The both have the same number of legs. Same number of Chromosomes. Similar will and skill to do what it took to climb to the top of the latter in their respective societies. Neither seemed particularly bothered by “having to” engage in a bit of bombing and killing of those they decided were “against” them…. And both pursued economic policies with the same inevitable endpoint. Lots of similarities.

There were certainly differences as well. Pol Pot, for one, seemed quite a lot more impatient. Both wrt killing, and how fast he wanted to reach the inevitable end goal of a totalitarian Dystopia. While Reagan seemed content to go about things at a slower, more measured pace. Hoping the frogs would notice neither the slow boil, nor the direction of temperature changes. “The Frogs” in this instance, quite likely including himself….

Stuki
Stuki
5 years ago

A Critique of Interventionism, by von Mises

From the intro to the book:

“….interventionism is an inherently unstable policy because it creates new dislocations that would seem to cry out for further interventions, which, in turn, do not solve the problem. The end of interventionism is socialism, a fate which can be logically avoided only by a sharp turn towards free markets.”

Stuki
Stuki
5 years ago

“Chavez Clone” only matters for the speed with which Mexico goes Venezuela.

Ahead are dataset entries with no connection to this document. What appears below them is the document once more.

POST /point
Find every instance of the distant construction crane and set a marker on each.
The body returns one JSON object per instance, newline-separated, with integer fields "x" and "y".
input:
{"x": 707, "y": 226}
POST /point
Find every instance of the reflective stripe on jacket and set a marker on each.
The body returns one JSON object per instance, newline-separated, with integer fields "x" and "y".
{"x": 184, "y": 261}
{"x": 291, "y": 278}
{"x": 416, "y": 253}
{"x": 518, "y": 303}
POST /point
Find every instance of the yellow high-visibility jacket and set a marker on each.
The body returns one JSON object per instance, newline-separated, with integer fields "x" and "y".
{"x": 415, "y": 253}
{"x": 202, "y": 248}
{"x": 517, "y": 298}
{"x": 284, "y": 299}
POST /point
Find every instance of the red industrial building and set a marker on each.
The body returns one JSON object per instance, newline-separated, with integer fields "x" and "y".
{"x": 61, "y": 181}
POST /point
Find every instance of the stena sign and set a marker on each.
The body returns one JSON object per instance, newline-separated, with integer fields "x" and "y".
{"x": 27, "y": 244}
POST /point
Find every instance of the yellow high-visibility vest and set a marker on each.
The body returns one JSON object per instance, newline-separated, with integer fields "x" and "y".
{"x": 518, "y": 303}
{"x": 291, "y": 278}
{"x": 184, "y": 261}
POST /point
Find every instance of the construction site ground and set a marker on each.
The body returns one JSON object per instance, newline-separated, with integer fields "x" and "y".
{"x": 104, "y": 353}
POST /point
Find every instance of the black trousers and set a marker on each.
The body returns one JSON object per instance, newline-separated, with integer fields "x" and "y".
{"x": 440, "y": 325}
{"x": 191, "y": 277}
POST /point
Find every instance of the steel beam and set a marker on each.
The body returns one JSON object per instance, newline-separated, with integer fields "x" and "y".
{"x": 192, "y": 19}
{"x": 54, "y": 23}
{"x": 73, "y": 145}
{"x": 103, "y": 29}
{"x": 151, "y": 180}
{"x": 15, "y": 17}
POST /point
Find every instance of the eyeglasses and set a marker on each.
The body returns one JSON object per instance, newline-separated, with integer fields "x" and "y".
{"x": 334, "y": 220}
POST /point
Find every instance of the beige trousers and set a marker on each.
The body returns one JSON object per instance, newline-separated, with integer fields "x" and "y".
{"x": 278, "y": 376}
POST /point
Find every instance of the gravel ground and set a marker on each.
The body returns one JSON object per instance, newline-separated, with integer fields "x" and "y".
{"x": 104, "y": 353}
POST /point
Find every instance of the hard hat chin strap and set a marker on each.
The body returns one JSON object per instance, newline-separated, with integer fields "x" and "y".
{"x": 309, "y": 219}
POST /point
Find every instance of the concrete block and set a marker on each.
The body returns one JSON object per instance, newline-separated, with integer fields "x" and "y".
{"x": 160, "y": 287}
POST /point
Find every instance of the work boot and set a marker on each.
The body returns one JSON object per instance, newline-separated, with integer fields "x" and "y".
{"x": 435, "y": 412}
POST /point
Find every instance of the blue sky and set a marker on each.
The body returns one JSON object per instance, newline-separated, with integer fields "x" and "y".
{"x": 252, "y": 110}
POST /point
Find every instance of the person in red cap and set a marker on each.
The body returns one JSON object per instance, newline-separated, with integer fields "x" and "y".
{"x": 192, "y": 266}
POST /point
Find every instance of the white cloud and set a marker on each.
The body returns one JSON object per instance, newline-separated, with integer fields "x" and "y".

The guy’s a progressive. He believes government is some sort of useful institution. Which needs enough power to be able to influence Mexicans’ economic choices. The end result of all such societies is Venezuela. Pol Pot’s Cambodia being no different from Reagan’s America. Only the rate of descent into a no longer disputable, by even the densest indoctrinate, hellhole, may vary.

Bam_Man
Bam_Man
5 years ago

Just what Mexico needs, a leader in favor of “equal distribution of wealth among the population”, with “authoritarian tendencies” who “doesn’t like people to disagree with him.” Already a semi-failed, semi-narco State, this neo-Bolshevik will be the coup de grace for Mexico.
Trump better get that wall built, and fast.

Tengen
Tengen
5 years ago

Trump and AMLO will probably engage in verbal sparring from time to time, but I wouldn’t expect anything too outrageous. New Banco de Mexico chair Alejandro Diaz de Leon is probably the more important figure but I don’t know much about him. Carstens was okay and Guillermo Ortiz was actually pretty good, but it takes a steady hand to keep things stable south of the Rio, especially with our lunatics running the Fed.

Nobody wants a crisis in Mexico, not on either side of the (non) wall. Hopefully AMLO focuses on corruption and cartels and de Leon keeps the peso in line, for everyone’s sake.